Related option for those who are less focused on the JSON API and instead want to make their datasets public and queryable: data.world added SQL support a little while back, joining the original SPARQL. One big advantage there is that folks can write queries that join your datasets to other open datasets on data.world.
This can be a good solution to use with JS charting libraries that pull CSV/JSON data from an external data source. Add dynamic chart updates on source data updates and you get cheap and easy dynamic web charts.
been seeing a lot of these convert X into JSON api with query ...but what would be the use cases for this type of tool? who needs this type of solution?
Datasette is specifically designed for publishing static data - it doesn't handle UPDATE/INSERT traffic at all.
This is a good fit for any time you want to share some static data with the world - instead of posting a CSV file, you can share your data as a Datasette instance with a browseable web UI and a JSON API instead.
The three use-cases I'm personally most interested in for this are:
Government open data: cities like San Francisco publish huge amounts if interesting data. I used San Francisco's 190,000 line CSV of trees in the city to build https://sf-tree-search.now.sh/
Cultural institutions: museums, libraries and art galleries have the collection and sharing of data as part of their mandates. I want to make it as easy as possible to build things like the London Science Museum's collection API: https://group.sciencemuseum.org.uk/about-us/collection/using...
Why not convert the data from csv to json and serve the json blob from your object store or CDN (if this solution is immutable)? No need for the API interface, just gzip the json blob and have the client retrieve it entirely.
No need for an app, app server, and the json can be cached with the rest of your content. Unless I’m missing something?

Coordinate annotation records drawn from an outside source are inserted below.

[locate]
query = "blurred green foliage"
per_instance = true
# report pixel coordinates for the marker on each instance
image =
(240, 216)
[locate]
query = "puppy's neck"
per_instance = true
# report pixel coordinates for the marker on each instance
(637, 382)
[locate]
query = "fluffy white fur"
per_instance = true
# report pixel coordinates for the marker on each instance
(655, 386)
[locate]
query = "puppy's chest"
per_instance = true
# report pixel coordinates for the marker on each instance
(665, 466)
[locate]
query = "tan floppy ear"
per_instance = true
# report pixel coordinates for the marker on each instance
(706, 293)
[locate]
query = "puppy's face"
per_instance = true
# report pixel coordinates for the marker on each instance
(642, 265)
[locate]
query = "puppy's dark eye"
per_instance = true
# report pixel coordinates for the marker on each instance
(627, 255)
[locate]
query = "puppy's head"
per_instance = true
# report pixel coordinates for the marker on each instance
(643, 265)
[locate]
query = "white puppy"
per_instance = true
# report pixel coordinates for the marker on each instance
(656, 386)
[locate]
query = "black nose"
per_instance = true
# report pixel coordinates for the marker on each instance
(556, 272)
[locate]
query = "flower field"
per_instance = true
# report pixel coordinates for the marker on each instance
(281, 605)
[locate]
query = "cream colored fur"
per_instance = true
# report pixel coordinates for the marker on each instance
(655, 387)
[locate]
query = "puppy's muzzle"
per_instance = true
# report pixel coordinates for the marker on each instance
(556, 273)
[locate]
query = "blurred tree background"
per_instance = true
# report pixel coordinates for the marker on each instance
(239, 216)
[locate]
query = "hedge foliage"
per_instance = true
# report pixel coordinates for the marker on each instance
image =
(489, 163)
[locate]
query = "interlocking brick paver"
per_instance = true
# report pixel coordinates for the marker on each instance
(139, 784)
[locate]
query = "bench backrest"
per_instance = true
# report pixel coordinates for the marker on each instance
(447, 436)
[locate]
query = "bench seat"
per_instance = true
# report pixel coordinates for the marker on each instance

I'm just finishing up a tool that lets you use Google Sheets as a data API resource that returns JSON. In my particular case I have many clients who want the ease of use of WordPress but don't have the resources to keep it properly maintained in terms of update security. Many of these clients do not actually need to update most of their site on any sort of frequent basis. The case that prompted my new project is a restaurant who updates their daily specials on a daily basis, their seasonal specials on a monthly basis, and other menu items maybe 2-3 times a year in addition to semi-frequent homepage background image changes and an occasional flash message. Instead of giving them WordPress, this is what I did:
The site is built in Jekyll so it is 100% static. The dynamic portions of the site like the food menu makes use of Jekyll's data files feature. The site owner makes changes to their menu in a Google Sheet (which is where they typically store this anyway) and then chooses a deploy target and submits a custom Google Form. The form submit pings a listening Go server on the deploy target which then kicks off a build script. The build script requests the Sheet data one sheet at a time and stores the results in JSON files which Jekyll can use. A couple of additional steps to get images into place and then the site is compiled by Jekyll and linked into the nginx webroot. The script even writes back to a log sheet to let the user know how the build went. With selectable deploy targets the site owner can preview her changes on a staging site first before deploying to prod.
And just like that, the user has a site with all the speed and security of a static site and all the flexibility of a dynamic site.
Nope, it's much more simple than that. Each CSV upload is converted into a SQLite database. Then I deploy a static, read-only copy of that database to a Zeit Now hosting account and fire up my "datasette" command-line tool (written in Python 3) which opens the SQLite database and starts serving up queries from it.
The magic here is that the SQLite database is opened in read-only mode, which means I don't have to worry about concurrent access or write activity. SQLite is screamingly fast if you use it in this context.
Because the data is read-only, if you ever DO need to scale to handle more traffic you can do so by firing up additional instances, each with their own copy of the SQLite database file.
Zeit Now deployments are immutable, but I can have an "edit" feature which retrieves the data used for a deployment, lets you modify it (add new CSV files for example) and then deploys a brand new instance with the new changes. Zeit supports URL aliases (which I need to expose in Datasette Publish) so you can point an alias at the fresh deployment.
Stuff like CSV de-deplication is out of scope for Datasette Publish - it's something you would need to do with other tools (e.g. Excel) before uploading the data.
That's exactly what Datasette Publish solves: it's a tool which you upload CSVs to and it deploys the application on the internet for you, for free.
Under the hood it's taking advantage of the incredibly generous free hosting tier offered by Zeit: https://zeit.co/pricing
As a user though, you don't need to worry about this at all. Sign in, verify your email address (which signs you up for an account with Zeit), upload your CSVs and Datasette Publish will deploy the application with your data and give you back a URL hosted on the public internet.